Sunday, December 4, 2016

Plagued

    I'll leave 'em all with nothing if that's all I've got left to give.  Let 'em squabble for the last remnants of dust.  I'll rise from my brazen throne and remain the last true man they'll ever witness.  They deliver news like a sentence.  Think they can lay unwashed hands upon me and throw me to the cold.  They want me to fight it.  Years, decades of decadence I've peddled to them, but they still bare teeth at me like I'm some fatted calf.
    They used to need a blessing to walk on the throne's landing, now they dare to face me on my higher ground.  The ones who step to me, their smiles are hid behind the cloth they tied to their faces.  The crowd jeers and shines their teeth.  They like to imagine my captors will do the same.  Truth is, I see the fear.  They've tread on scripture and stepped to God and if they won't answer for it in life they'll answer in death.  The crowd shouts to take hold but I'll not leave without pride.  My captors dare not stand beside me but let me take lead through the crowd.  I walk through the Grand Hall without looking back.  A god looks nowhere but ahead.  After all, it's only a chair.  They leer, they jeer.  I've seen it many times, never from this perspective, but the one thing I notice is they do not throw or spit lest I spit back.

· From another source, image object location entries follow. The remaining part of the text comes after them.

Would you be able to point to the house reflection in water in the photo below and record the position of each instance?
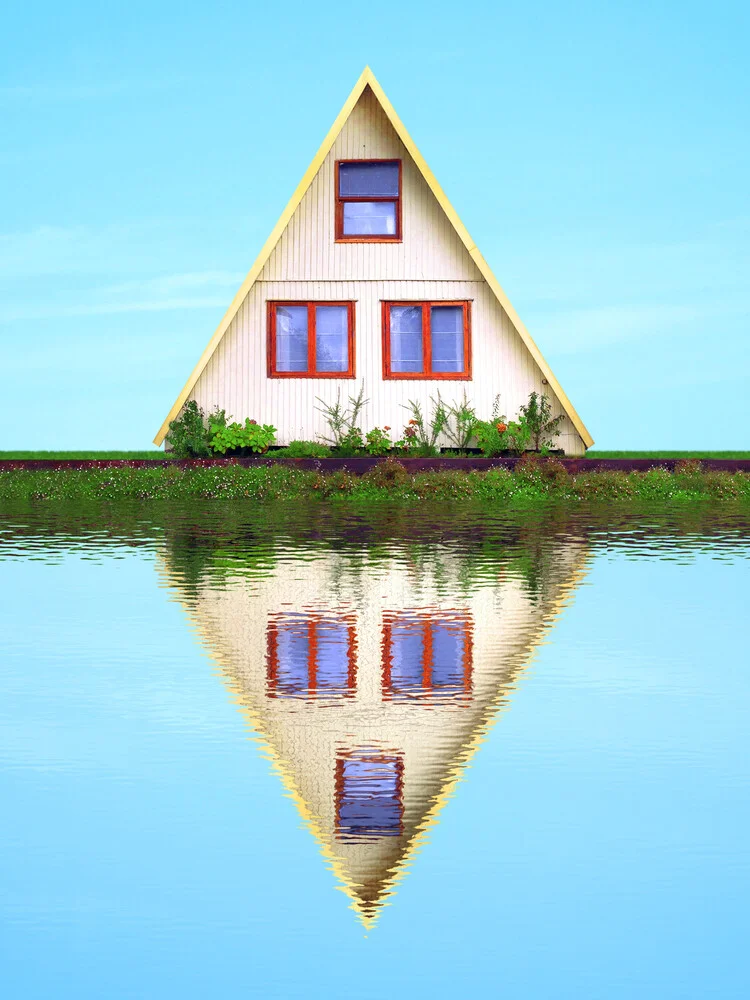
(372, 683)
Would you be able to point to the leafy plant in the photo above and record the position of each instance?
(253, 436)
(189, 435)
(378, 441)
(351, 443)
(303, 449)
(459, 427)
(537, 416)
(342, 421)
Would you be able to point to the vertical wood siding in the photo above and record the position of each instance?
(430, 264)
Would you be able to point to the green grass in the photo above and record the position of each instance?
(160, 455)
(668, 454)
(90, 455)
(530, 484)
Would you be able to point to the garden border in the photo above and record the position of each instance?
(360, 464)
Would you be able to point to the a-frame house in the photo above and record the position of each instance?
(370, 276)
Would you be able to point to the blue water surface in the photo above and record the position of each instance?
(596, 844)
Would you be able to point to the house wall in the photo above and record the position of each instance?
(430, 263)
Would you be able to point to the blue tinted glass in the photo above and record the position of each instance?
(448, 657)
(332, 657)
(407, 657)
(369, 800)
(292, 657)
(447, 338)
(368, 180)
(291, 338)
(406, 339)
(369, 218)
(331, 338)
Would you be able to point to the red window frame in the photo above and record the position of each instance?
(426, 621)
(341, 237)
(313, 622)
(373, 758)
(427, 374)
(311, 371)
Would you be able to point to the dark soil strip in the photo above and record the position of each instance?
(361, 464)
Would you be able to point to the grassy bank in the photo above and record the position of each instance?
(94, 456)
(656, 455)
(159, 456)
(541, 481)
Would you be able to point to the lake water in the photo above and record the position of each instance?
(315, 753)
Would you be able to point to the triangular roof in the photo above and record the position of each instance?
(367, 79)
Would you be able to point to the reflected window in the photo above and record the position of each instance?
(369, 796)
(311, 654)
(426, 653)
(368, 201)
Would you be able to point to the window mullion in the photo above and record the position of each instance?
(310, 338)
(426, 340)
(427, 665)
(312, 655)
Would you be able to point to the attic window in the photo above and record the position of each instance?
(369, 796)
(311, 340)
(368, 201)
(426, 340)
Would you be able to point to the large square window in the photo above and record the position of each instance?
(310, 655)
(426, 654)
(426, 340)
(368, 201)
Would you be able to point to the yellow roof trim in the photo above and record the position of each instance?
(368, 79)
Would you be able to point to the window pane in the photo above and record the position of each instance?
(332, 655)
(368, 180)
(369, 218)
(448, 657)
(406, 339)
(291, 338)
(331, 338)
(447, 338)
(369, 798)
(407, 656)
(293, 657)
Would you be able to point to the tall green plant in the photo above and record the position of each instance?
(343, 421)
(189, 435)
(423, 432)
(459, 426)
(543, 427)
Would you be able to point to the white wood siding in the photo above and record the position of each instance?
(430, 264)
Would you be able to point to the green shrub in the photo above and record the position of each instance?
(378, 441)
(303, 449)
(386, 474)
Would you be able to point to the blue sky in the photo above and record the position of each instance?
(147, 149)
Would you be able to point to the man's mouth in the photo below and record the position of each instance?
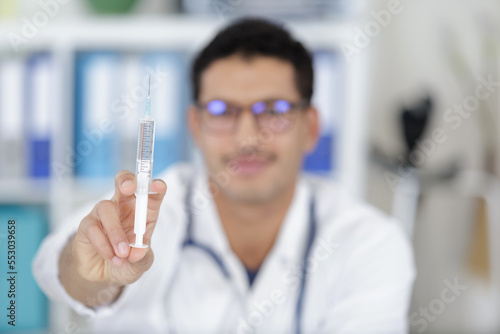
(249, 165)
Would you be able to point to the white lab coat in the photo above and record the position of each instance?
(360, 270)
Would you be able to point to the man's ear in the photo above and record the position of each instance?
(313, 129)
(192, 120)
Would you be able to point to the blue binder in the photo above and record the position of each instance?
(38, 102)
(329, 99)
(25, 303)
(95, 140)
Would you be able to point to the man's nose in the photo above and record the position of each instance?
(247, 128)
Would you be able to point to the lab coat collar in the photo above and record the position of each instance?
(290, 243)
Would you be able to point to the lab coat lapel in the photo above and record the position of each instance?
(273, 298)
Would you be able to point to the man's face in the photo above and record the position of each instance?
(252, 164)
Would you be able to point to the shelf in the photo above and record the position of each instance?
(186, 32)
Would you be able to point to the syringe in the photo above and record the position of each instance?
(144, 171)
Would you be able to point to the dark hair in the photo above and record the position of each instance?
(257, 37)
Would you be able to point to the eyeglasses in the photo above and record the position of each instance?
(276, 115)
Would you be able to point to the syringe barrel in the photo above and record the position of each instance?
(145, 149)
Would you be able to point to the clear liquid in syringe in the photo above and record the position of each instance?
(146, 146)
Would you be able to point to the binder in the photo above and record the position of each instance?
(329, 99)
(31, 305)
(95, 143)
(39, 104)
(12, 143)
(167, 107)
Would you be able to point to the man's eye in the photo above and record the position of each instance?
(217, 107)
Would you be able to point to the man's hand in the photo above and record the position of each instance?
(99, 255)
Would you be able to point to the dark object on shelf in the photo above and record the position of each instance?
(415, 120)
(112, 6)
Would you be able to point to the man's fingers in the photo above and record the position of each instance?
(100, 241)
(107, 214)
(124, 186)
(159, 187)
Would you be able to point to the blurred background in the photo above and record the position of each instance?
(409, 95)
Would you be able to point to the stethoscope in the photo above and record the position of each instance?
(190, 242)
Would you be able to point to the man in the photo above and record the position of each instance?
(247, 244)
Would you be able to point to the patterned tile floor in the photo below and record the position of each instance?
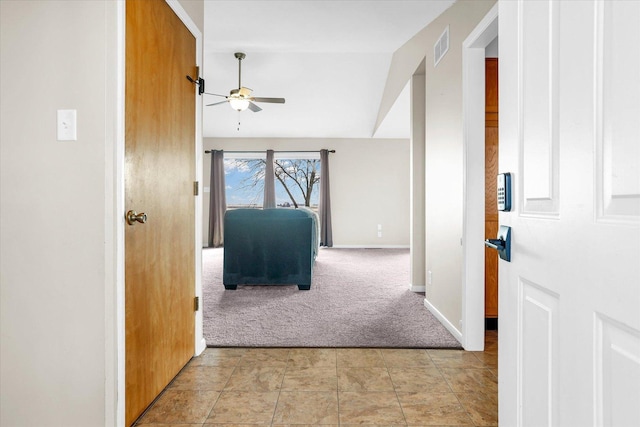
(332, 387)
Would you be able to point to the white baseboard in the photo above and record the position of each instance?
(456, 333)
(417, 288)
(369, 247)
(202, 345)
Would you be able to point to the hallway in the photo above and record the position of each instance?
(328, 386)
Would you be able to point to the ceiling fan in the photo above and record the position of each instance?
(240, 99)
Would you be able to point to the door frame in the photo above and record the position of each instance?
(115, 349)
(473, 87)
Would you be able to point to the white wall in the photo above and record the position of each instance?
(444, 149)
(59, 213)
(369, 185)
(54, 200)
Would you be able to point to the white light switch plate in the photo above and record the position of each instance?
(67, 125)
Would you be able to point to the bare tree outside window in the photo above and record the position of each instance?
(298, 179)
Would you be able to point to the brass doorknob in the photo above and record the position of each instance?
(133, 216)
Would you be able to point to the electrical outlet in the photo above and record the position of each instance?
(67, 125)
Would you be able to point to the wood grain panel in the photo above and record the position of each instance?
(159, 175)
(490, 272)
(490, 199)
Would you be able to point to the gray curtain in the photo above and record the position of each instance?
(269, 183)
(217, 200)
(324, 208)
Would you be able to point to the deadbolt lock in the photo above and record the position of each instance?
(132, 217)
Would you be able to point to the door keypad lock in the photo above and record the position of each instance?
(132, 217)
(502, 244)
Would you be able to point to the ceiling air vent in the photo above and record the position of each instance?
(441, 47)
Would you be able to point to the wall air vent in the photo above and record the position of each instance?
(441, 47)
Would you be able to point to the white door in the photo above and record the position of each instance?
(570, 134)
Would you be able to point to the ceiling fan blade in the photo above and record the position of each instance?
(217, 103)
(271, 100)
(245, 91)
(253, 107)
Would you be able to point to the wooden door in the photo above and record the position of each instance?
(159, 175)
(570, 131)
(490, 199)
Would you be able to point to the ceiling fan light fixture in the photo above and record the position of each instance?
(239, 104)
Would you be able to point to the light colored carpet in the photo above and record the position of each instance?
(358, 298)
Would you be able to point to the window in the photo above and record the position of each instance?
(297, 179)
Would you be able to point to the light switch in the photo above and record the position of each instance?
(67, 125)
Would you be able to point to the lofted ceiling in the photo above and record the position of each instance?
(329, 59)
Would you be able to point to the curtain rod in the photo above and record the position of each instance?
(275, 151)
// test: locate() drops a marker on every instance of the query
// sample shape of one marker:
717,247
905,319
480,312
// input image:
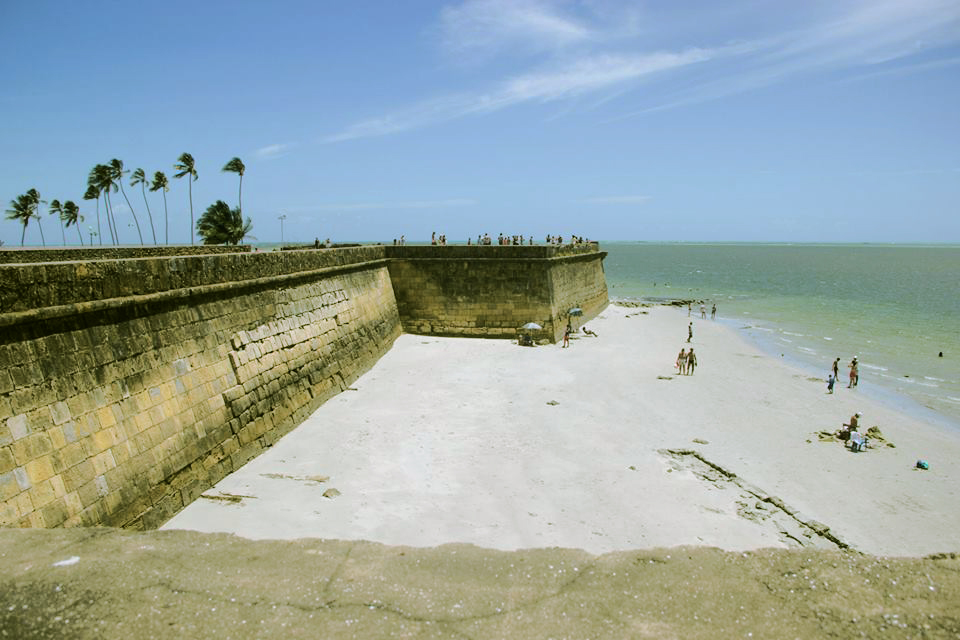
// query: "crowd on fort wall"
130,386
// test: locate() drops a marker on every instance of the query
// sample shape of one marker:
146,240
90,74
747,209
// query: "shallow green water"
895,307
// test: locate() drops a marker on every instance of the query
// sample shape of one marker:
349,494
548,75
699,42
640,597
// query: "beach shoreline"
889,396
600,447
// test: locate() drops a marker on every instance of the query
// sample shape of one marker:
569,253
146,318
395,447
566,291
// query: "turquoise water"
894,307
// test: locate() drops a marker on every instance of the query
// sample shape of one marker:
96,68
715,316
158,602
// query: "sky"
661,120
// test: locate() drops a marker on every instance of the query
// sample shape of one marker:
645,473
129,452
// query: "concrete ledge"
110,584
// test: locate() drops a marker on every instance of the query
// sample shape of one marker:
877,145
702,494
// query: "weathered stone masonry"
129,386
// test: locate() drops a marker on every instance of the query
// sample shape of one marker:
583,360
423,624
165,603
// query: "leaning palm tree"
236,166
222,225
71,216
93,193
101,177
160,184
57,210
35,201
185,167
117,170
21,210
139,177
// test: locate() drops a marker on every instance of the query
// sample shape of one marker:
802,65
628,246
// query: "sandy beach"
600,447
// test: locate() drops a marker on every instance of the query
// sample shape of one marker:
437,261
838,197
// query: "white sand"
454,440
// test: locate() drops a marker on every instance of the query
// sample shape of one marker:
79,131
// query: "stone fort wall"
491,291
130,386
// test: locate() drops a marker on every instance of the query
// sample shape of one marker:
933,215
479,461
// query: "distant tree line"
219,224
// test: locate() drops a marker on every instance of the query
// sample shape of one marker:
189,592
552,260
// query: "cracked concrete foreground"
108,583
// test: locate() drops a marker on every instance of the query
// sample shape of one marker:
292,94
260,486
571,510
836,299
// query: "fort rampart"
129,386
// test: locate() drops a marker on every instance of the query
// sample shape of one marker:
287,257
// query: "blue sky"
747,120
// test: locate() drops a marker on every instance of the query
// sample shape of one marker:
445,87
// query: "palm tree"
236,166
56,209
71,216
222,225
102,178
21,209
117,171
140,178
160,184
93,193
35,202
185,167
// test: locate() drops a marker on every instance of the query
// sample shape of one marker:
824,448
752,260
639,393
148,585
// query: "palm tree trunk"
166,220
132,212
190,187
112,222
143,190
98,223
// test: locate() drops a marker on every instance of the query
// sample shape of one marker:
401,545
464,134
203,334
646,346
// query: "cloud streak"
617,200
583,76
272,151
356,207
584,57
488,27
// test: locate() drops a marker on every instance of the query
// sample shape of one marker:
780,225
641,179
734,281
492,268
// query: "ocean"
895,307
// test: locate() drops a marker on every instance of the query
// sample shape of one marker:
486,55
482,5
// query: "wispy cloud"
272,151
351,207
486,27
583,76
584,54
617,200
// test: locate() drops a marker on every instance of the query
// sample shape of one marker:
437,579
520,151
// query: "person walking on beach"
854,373
691,362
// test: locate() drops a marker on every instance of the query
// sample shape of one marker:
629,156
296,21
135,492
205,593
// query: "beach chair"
858,442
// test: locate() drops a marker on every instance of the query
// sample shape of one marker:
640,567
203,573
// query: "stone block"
9,485
103,462
6,381
7,462
39,470
42,494
18,426
33,446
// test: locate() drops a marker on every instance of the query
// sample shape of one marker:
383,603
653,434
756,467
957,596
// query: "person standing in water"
691,362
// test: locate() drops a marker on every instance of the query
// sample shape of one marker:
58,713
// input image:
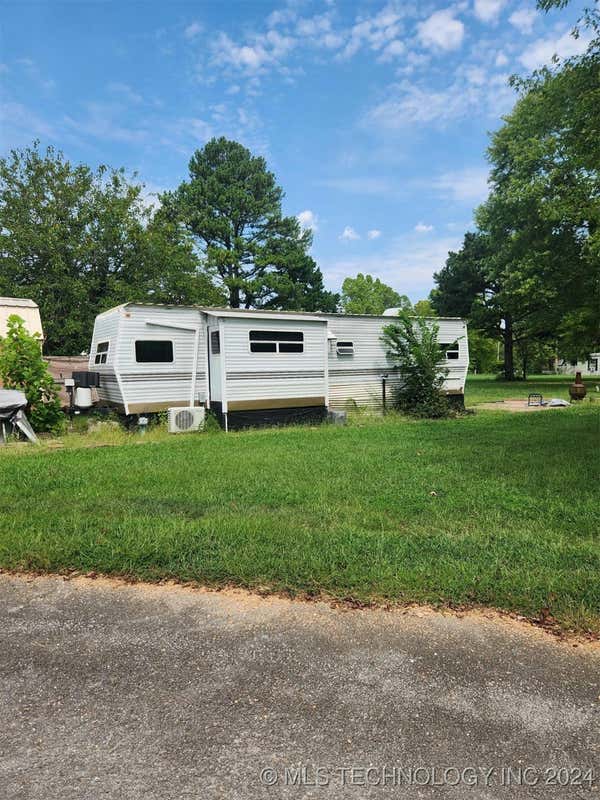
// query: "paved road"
155,692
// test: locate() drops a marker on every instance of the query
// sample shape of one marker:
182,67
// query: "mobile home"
251,367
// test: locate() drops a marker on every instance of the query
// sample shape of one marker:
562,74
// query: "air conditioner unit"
185,419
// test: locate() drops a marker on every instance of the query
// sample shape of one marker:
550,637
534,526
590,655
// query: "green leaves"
22,367
231,206
367,295
531,273
412,347
78,242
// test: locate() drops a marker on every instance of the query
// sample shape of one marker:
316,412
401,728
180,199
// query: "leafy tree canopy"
231,205
367,295
531,271
412,346
78,241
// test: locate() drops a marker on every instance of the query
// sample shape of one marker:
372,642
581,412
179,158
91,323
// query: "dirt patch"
540,626
515,405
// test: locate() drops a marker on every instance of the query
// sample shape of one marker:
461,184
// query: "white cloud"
349,234
407,264
192,30
374,32
252,58
542,51
394,49
366,185
21,122
125,91
488,10
308,220
468,185
441,30
473,92
523,19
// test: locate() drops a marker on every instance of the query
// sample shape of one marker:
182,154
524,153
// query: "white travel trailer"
251,367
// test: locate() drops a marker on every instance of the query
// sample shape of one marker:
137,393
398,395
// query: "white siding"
160,382
358,377
106,329
264,376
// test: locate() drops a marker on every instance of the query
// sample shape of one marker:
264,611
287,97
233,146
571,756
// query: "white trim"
195,329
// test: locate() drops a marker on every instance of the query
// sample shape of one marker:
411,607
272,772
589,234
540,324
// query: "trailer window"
451,350
276,341
345,348
101,353
154,351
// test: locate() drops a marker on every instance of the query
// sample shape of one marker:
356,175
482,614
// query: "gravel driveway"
114,691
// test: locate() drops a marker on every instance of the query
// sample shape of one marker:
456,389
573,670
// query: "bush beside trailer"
252,367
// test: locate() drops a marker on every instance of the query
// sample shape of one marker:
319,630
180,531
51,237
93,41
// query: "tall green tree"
412,346
531,272
231,205
367,295
78,241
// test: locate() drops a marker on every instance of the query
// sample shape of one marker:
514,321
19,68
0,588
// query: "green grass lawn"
498,509
487,389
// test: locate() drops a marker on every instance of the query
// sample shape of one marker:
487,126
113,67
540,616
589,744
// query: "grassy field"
495,509
486,389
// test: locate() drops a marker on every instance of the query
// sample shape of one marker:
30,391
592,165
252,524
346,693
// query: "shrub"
22,367
412,346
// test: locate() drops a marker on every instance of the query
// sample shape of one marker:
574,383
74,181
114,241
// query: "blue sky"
373,115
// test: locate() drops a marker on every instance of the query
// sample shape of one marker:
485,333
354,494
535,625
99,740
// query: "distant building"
26,309
591,366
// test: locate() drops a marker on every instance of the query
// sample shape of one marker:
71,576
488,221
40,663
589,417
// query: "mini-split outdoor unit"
185,419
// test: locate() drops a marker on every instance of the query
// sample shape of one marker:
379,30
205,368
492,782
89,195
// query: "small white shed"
24,308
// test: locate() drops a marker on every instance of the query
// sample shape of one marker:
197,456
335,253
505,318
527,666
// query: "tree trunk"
234,297
509,361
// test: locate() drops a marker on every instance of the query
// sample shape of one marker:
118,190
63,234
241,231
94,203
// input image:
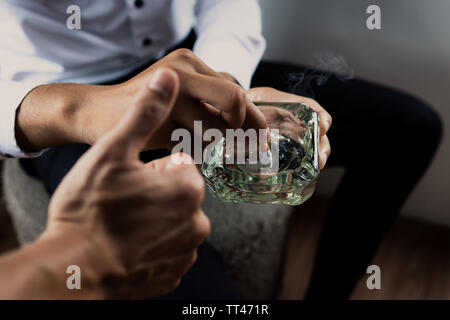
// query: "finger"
233,102
324,151
151,109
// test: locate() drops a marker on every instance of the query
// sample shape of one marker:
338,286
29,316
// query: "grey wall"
411,52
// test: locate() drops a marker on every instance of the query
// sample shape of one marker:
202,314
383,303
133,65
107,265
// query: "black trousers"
385,140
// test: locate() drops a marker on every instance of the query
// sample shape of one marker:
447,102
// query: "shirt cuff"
229,55
12,95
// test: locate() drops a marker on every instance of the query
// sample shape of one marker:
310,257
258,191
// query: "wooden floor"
414,258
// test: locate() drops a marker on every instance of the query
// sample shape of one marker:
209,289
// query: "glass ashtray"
290,169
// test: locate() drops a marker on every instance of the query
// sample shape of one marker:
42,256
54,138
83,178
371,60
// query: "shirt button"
146,42
138,3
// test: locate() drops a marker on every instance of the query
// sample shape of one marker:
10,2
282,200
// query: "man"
119,39
87,227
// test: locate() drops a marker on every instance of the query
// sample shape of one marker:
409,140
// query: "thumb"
148,113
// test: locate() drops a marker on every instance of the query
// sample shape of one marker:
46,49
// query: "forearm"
38,271
57,114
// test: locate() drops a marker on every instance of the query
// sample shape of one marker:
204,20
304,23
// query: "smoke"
322,67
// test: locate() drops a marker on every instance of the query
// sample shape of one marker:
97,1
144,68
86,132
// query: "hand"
141,223
58,114
272,95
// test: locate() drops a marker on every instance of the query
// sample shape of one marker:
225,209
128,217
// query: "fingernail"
162,82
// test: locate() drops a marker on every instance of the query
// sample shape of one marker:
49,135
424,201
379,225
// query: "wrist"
49,116
68,247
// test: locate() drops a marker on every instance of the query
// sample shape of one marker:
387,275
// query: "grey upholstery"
250,237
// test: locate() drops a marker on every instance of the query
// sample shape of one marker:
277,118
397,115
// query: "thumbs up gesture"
137,225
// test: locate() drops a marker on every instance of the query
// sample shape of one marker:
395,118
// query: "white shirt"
116,37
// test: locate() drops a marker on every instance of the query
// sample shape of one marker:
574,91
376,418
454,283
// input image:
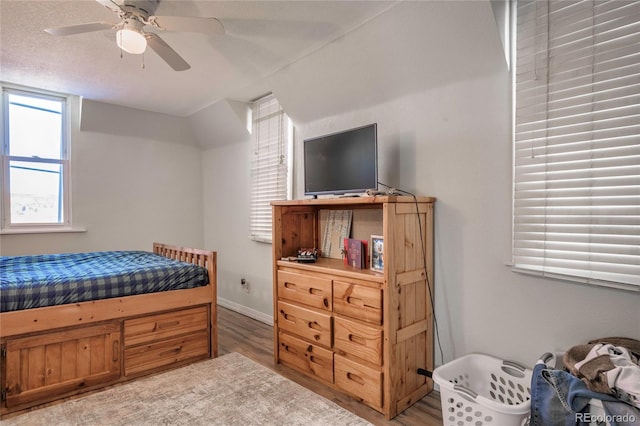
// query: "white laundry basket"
481,390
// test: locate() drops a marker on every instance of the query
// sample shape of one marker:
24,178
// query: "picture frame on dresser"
377,253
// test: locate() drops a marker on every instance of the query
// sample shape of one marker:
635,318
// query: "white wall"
226,229
448,137
136,179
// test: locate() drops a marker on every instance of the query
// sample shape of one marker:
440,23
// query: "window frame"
260,207
6,226
543,121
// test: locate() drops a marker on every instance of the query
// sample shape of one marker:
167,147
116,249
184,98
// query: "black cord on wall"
394,191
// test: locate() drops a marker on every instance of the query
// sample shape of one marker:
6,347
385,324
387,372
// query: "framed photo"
377,252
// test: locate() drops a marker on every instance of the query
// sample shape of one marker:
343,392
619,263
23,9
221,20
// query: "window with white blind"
576,200
272,134
35,161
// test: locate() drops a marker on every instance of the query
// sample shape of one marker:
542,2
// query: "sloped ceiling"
261,37
320,58
410,48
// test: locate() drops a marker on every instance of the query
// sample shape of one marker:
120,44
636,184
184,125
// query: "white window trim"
7,228
621,249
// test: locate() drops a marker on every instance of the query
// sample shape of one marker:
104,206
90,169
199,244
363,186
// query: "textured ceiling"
261,38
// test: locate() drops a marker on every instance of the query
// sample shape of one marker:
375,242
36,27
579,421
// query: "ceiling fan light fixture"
130,39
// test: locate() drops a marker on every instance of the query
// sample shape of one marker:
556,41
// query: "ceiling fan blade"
163,50
210,26
81,28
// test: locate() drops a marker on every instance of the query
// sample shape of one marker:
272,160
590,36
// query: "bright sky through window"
35,152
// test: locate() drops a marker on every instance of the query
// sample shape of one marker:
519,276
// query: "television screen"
343,162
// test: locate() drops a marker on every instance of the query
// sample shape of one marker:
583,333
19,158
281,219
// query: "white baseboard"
241,309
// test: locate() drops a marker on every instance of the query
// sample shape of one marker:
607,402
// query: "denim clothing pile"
599,371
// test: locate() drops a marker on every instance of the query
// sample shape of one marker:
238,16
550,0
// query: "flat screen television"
342,162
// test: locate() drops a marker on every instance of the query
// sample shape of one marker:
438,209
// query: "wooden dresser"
363,332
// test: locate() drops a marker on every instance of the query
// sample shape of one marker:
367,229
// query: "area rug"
228,390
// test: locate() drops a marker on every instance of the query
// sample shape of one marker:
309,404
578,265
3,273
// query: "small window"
35,160
272,134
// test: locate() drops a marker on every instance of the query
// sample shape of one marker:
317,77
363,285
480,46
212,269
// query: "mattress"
55,279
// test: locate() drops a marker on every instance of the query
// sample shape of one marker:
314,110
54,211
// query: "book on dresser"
360,331
355,253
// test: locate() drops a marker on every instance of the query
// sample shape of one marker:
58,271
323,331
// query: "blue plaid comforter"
55,279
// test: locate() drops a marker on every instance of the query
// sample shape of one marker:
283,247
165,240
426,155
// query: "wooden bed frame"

    Laughter echos around the stone like a rogue wind until the gates open and let it fly out like a breeze.  They laugh from a safe distance, thinking I'll trek the world of mud in pelts and chain.  A dead man crossing into the fields where no one has title, ownership, or worth.  But I stand still on a muddy landing and unbuckle the chains.  As the furs fall away so does their laughter.  I stand with back to the iron and stone, speckled in black and bleeding spots.  My feet dig deeper within the mire with every step, but I levy my actions on the stones beneath.  I hear the gates close before I make it to the wood.
    By the time I mount the far hills, ther're nothing but stars in my path above me, but the blades of grass below flicker with an orange light from behind.  The grass sprawls in the wind and mimics the fire.  Whether they celebrate a short-lived freedom or the town burns I care not to know.